For ErrorItemNotFound
, we've investigated this error in the past, and it always correctly indicates that the item is not present on the server. There are a variety of ways this can happen, and some cases are transient while others are permanent.
Based on data collected earlier, I would expect about 1% or fewer GetItem
requests to return ErrorItemNotFound. The error rate could vary across add-ins since the transient cases would depend on when the user interacts with the item.
When a user or service moves an item to another folder (i.e. archiving, deleting, or triaging an item), this causes the id of the item to change. An ItemNotFound error could be returned by an add-in running on a different client with an out-of-date view (even if the item appears on the user's screen, and they are able to run an add-in on it). Or, it could be returned by an add-in running on the same client if the move hasn't been synced to the server.
Clients with cached/offline data, like Win32 Outlook running in cached mode can experience transient ItemNotFound errors.

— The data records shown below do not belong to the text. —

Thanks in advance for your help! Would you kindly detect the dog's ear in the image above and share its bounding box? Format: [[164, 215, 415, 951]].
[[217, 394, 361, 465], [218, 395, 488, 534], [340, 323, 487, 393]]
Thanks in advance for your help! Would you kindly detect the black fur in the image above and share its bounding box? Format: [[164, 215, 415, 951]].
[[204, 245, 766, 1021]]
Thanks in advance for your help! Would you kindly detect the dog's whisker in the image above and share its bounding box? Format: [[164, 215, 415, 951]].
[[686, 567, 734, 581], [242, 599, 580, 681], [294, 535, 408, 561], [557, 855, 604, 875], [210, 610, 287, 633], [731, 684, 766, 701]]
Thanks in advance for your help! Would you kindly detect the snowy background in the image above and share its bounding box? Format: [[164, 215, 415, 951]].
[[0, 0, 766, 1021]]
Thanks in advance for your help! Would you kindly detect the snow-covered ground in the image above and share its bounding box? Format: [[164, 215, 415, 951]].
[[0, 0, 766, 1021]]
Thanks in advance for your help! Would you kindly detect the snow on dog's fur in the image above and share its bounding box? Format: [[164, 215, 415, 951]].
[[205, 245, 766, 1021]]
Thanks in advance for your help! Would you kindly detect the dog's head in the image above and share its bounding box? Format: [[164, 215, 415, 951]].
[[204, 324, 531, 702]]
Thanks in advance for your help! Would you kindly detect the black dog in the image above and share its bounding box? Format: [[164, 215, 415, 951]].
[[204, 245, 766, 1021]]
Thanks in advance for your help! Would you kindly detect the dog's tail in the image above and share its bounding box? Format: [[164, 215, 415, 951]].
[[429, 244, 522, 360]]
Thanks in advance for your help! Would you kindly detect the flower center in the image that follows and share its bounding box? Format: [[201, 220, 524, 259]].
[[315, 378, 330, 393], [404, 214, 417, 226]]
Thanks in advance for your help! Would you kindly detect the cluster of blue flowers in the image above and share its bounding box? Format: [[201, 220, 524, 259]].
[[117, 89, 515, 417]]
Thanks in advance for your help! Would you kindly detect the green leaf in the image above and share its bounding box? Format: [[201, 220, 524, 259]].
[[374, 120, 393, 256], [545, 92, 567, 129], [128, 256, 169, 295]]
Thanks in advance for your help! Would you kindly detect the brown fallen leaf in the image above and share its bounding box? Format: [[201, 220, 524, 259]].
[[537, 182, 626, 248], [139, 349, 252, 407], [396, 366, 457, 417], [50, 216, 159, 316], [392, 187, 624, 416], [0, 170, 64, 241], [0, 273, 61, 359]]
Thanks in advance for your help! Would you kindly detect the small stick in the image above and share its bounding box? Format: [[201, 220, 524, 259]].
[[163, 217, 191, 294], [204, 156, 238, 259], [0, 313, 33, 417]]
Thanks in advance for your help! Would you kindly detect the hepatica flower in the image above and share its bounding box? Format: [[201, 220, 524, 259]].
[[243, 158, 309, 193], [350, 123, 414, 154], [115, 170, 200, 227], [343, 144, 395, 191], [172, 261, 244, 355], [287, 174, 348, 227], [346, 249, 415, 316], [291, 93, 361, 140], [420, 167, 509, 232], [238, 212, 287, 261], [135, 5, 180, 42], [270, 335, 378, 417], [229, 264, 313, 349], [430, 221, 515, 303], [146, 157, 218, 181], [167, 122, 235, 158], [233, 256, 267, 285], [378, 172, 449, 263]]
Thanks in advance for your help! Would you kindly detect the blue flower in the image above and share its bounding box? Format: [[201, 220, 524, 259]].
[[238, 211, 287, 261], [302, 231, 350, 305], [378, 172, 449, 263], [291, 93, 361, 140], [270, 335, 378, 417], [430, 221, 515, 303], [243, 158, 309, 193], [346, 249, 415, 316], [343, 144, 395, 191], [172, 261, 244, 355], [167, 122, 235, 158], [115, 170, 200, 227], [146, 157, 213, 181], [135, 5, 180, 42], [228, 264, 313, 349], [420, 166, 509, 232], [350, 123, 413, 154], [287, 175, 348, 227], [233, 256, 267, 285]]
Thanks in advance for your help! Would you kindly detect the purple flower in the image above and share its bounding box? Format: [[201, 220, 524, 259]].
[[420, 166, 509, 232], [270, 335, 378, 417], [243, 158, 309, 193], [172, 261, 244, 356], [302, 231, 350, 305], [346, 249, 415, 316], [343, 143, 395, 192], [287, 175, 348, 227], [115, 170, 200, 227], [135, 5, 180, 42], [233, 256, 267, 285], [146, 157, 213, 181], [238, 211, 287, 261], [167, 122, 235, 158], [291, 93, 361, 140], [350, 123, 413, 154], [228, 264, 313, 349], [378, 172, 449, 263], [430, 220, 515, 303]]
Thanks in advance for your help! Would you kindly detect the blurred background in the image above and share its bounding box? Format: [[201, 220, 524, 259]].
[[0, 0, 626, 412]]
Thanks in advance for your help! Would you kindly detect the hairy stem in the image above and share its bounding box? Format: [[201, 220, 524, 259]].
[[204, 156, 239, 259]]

If Outlook hasn't run in a while, or the user just configured their mailbox, Outlook could have a large number of items to sync, and this can delay syncing any changes to items or new items up to the server. If it's syncing other items, or temporarily disconnected from the server, it could allow the add-in to run before the item is available on the server. The item could be for a newly created item, or an item that was moved (i.e. archived/deleted/or otherwise triaged by the user).
Win32 Outlook has the ability (through MAPI) to return item ids that aren't available yet on the server. This is most noticeable when composing an email, but could also impact Read scenarios like in the following example.
I've personally seen this happen in Win32 Outlook after sending a message and opening it (in Read mode) from the Sent items folder (while Outlook was busy syncing items in other folders since I hadn't used that laptop in a few weeks). Outlook could have created the item there locally rather than downloading it from the server as you might expect.
If an add-in relies on data available both locally and from a server, it could provide reduced functionality, or show an error that the item can't be retrieved from the server.
If a service performs an asynchronous operation on an item from its backend, it could hold onto the request and try again later. But, since some portion of these errors are permanent, there's no guarantee that the request will succeed later.